— Думаю, нужды не будет.
— Тогда давай и сумку, кину в камеру хранения, а номер ячейки напишу на билете.
— Это было бы вообще идеально.
— Я уже так и чувствую. Но тебе придется обойтись без «тачки», иначе я нигде не успею.
— Вопросов нет, потом сам сдашь, вот адрес салона.
Турецкий достал из кармана квитанцию из салона проката и передал Агееву, а потом стал быстро забрасывать в сумку свои вещи.
Смирившаяся с необходимостью срочно покинуть давно обжитое и привычное место жительства, пусть и на некоторое время, Ксения Александровна, пригорюнившись, сидела возле иллюминатора и с тоской смотрела на неприютную землю, темневшую в разрывах между облаками. По земле уже «шествовали» сумерки, а над облаками вовсю светило заходящее солнце. Турецкий прекрасно понимал ее состояние, но пока ничем утешить не мог. Валя, сидевшая между ним и матерью, чтобы не отвечать без конца на недоуменные ее вопросы, положив голову Саше на плечо, делала вид, что подремывает.

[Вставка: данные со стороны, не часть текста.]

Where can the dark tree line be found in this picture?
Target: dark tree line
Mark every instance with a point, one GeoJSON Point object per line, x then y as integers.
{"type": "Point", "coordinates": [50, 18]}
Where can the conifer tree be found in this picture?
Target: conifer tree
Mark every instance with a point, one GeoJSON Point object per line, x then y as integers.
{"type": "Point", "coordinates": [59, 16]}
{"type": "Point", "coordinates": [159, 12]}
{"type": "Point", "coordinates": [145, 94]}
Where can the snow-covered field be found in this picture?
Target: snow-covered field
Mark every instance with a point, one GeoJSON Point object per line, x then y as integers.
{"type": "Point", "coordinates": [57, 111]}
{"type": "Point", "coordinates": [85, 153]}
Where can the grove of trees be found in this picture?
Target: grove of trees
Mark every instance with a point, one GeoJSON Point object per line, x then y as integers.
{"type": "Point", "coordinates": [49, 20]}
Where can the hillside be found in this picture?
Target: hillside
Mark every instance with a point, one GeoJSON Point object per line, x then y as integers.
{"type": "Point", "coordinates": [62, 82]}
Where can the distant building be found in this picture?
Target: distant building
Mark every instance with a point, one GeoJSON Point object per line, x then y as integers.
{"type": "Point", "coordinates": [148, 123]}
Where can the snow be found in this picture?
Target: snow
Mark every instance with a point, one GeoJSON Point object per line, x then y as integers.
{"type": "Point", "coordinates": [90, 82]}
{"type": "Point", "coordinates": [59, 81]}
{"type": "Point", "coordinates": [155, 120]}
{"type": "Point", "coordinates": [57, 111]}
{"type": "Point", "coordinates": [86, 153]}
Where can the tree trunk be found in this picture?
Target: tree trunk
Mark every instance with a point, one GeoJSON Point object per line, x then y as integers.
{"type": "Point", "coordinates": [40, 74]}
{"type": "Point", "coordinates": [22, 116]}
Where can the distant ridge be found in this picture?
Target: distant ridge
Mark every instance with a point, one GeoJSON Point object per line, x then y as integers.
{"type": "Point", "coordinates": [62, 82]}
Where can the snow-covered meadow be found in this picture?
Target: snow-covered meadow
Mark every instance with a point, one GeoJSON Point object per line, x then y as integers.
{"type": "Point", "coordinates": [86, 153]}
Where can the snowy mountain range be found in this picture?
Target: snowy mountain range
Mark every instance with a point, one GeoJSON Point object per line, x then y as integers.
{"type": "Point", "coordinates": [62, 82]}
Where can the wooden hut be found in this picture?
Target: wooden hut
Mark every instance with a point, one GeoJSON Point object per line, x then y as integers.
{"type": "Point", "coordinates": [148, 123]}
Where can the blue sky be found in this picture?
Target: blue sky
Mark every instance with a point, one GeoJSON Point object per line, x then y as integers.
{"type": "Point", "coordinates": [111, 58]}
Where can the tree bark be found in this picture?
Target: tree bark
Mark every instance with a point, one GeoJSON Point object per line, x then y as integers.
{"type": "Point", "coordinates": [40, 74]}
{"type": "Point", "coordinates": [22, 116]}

Необходимость присутствия матери в Москве легко оправдывалась тем, что дочери ее после смерти мужа будет на первых порах очень трудно одной. Тем более что другая дочь в настоящее время — на краю земли, и вернется не скоро, значит, и ухаживать за ней пока нет необходимости.

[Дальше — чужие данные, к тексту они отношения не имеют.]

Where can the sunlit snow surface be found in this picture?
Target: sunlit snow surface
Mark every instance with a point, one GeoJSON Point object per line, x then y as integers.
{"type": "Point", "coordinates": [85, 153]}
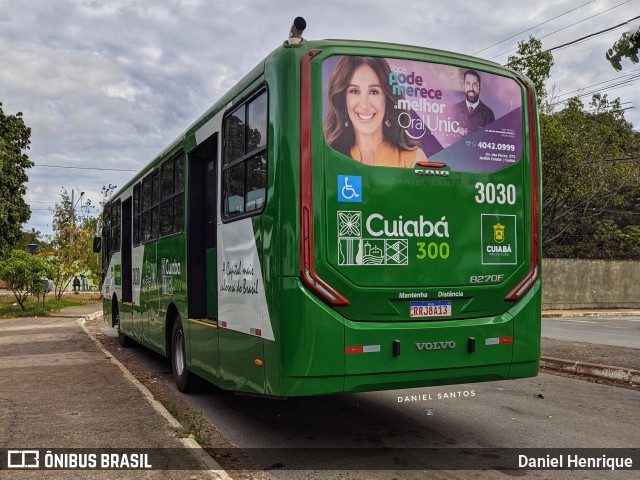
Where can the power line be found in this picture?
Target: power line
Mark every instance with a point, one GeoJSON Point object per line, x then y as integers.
{"type": "Point", "coordinates": [586, 37]}
{"type": "Point", "coordinates": [86, 168]}
{"type": "Point", "coordinates": [569, 26]}
{"type": "Point", "coordinates": [535, 26]}
{"type": "Point", "coordinates": [600, 83]}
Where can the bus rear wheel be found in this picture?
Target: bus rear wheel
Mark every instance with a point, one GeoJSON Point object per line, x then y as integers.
{"type": "Point", "coordinates": [181, 376]}
{"type": "Point", "coordinates": [123, 340]}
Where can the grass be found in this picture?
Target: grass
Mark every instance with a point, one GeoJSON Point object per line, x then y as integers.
{"type": "Point", "coordinates": [9, 307]}
{"type": "Point", "coordinates": [194, 422]}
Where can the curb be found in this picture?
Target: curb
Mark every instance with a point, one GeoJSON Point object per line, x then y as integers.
{"type": "Point", "coordinates": [215, 470]}
{"type": "Point", "coordinates": [607, 372]}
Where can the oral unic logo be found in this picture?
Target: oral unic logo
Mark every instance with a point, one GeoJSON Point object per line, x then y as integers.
{"type": "Point", "coordinates": [498, 233]}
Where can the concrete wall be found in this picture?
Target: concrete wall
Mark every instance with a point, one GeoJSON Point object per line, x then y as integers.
{"type": "Point", "coordinates": [590, 284]}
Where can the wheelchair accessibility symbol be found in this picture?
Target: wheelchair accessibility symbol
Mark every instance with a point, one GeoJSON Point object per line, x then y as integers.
{"type": "Point", "coordinates": [350, 188]}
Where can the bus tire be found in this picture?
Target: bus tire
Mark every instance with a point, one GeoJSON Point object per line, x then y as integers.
{"type": "Point", "coordinates": [183, 379]}
{"type": "Point", "coordinates": [123, 340]}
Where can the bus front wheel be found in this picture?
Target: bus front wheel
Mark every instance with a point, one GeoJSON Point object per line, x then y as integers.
{"type": "Point", "coordinates": [183, 379]}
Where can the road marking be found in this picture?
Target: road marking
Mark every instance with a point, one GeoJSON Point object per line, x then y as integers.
{"type": "Point", "coordinates": [580, 321]}
{"type": "Point", "coordinates": [33, 338]}
{"type": "Point", "coordinates": [40, 326]}
{"type": "Point", "coordinates": [49, 360]}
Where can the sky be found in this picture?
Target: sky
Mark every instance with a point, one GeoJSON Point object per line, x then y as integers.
{"type": "Point", "coordinates": [105, 85]}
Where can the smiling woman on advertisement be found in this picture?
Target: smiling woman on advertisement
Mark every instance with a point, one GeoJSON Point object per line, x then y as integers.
{"type": "Point", "coordinates": [360, 121]}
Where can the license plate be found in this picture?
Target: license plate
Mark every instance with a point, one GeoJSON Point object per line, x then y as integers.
{"type": "Point", "coordinates": [429, 309]}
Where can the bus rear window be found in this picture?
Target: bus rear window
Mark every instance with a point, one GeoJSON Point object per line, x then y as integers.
{"type": "Point", "coordinates": [467, 119]}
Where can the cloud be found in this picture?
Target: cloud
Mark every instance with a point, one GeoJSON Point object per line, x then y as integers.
{"type": "Point", "coordinates": [111, 83]}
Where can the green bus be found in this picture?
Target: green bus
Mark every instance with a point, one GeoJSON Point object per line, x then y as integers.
{"type": "Point", "coordinates": [351, 216]}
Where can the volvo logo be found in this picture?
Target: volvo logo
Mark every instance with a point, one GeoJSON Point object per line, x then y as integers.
{"type": "Point", "coordinates": [435, 345]}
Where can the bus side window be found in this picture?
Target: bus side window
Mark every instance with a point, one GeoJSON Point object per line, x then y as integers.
{"type": "Point", "coordinates": [244, 174]}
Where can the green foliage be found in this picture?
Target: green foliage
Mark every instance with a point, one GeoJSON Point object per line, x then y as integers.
{"type": "Point", "coordinates": [591, 183]}
{"type": "Point", "coordinates": [194, 422]}
{"type": "Point", "coordinates": [23, 274]}
{"type": "Point", "coordinates": [73, 233]}
{"type": "Point", "coordinates": [626, 47]}
{"type": "Point", "coordinates": [10, 309]}
{"type": "Point", "coordinates": [531, 61]}
{"type": "Point", "coordinates": [14, 138]}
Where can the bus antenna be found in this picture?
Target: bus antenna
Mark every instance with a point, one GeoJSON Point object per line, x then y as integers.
{"type": "Point", "coordinates": [295, 34]}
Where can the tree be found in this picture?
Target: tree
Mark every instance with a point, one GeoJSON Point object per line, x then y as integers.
{"type": "Point", "coordinates": [626, 47]}
{"type": "Point", "coordinates": [590, 182]}
{"type": "Point", "coordinates": [14, 138]}
{"type": "Point", "coordinates": [534, 63]}
{"type": "Point", "coordinates": [72, 241]}
{"type": "Point", "coordinates": [23, 273]}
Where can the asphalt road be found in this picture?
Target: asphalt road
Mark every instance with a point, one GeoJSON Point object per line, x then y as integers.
{"type": "Point", "coordinates": [543, 412]}
{"type": "Point", "coordinates": [616, 331]}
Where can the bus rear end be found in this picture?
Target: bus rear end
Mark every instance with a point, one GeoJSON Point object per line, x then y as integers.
{"type": "Point", "coordinates": [420, 258]}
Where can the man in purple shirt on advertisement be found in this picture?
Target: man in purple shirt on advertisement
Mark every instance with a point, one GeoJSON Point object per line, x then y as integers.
{"type": "Point", "coordinates": [471, 113]}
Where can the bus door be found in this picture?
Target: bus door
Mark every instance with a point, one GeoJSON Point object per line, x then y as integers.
{"type": "Point", "coordinates": [202, 256]}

Это была внешняя сторона дела. А суть же заключалась в том, что очередной демарш, который предпринял Александр Борисович, мог снова поставить под угрозу жизни обеих женщин. За себя Турецкий не боялся, но женщинами рисковать не желал.
После ухода из его гостиничного номера адвоката, разговора с Филей и пространной беседы с Москвой, с Костей Меркуловым, он созвонился с Димой Ушаковым, сообщив тому, что имеется зубодробительный, «гвоздевой» материал. Но понадобится еще и оператор, который должен будет все это запечатлеть в прокуратуре, куда им и следует срочно подъехать. И пока те созванивались и ехали, Александр Борисович договорился о встрече с прокурором Махоткиным, с которым, в свою очередь, созвонился Константин Дмитриевич и прояснил тому ситуацию. Словом, не прошло и часа, как в кабинете прокурора собралась «интересная» компания. Махоткин, уже зная, о чем пойдет речь, пригласил следователя Нарышкина и эксперта-криминалиста. Присутствовали также шеф городской программы телевизионных новостей и его оператор. Нашли и понятых, необходимых при вскрытии портфеля, который привез в прокуратуру Турецкий, аккуратно завернув его в целлофан.
Покидая гостиницу и памятуя о том, что обижать женщин — великий грех, Александр Борисович не преминул заглянуть, буквально на бегу, к Елизавете Семеновне, очень раздосадованной неожиданным отъездом симпатичного москвича. Но Турецкий с такой неожиданной для хозяйки храбростью и нескрываемой страстью «нанес» ей несколько обжигающих поцелуев, в основном, в глубокий вырез между двух впечатляющих холмов на груди, что «южная красотка» вмиг утонула в грешных мыслях. И совершенно упустила тот момент, когда внезапно возникший в ее уютном кабинетике «ах, Вовочка!» так же стремительно исчез из ее поля зрения и осязания.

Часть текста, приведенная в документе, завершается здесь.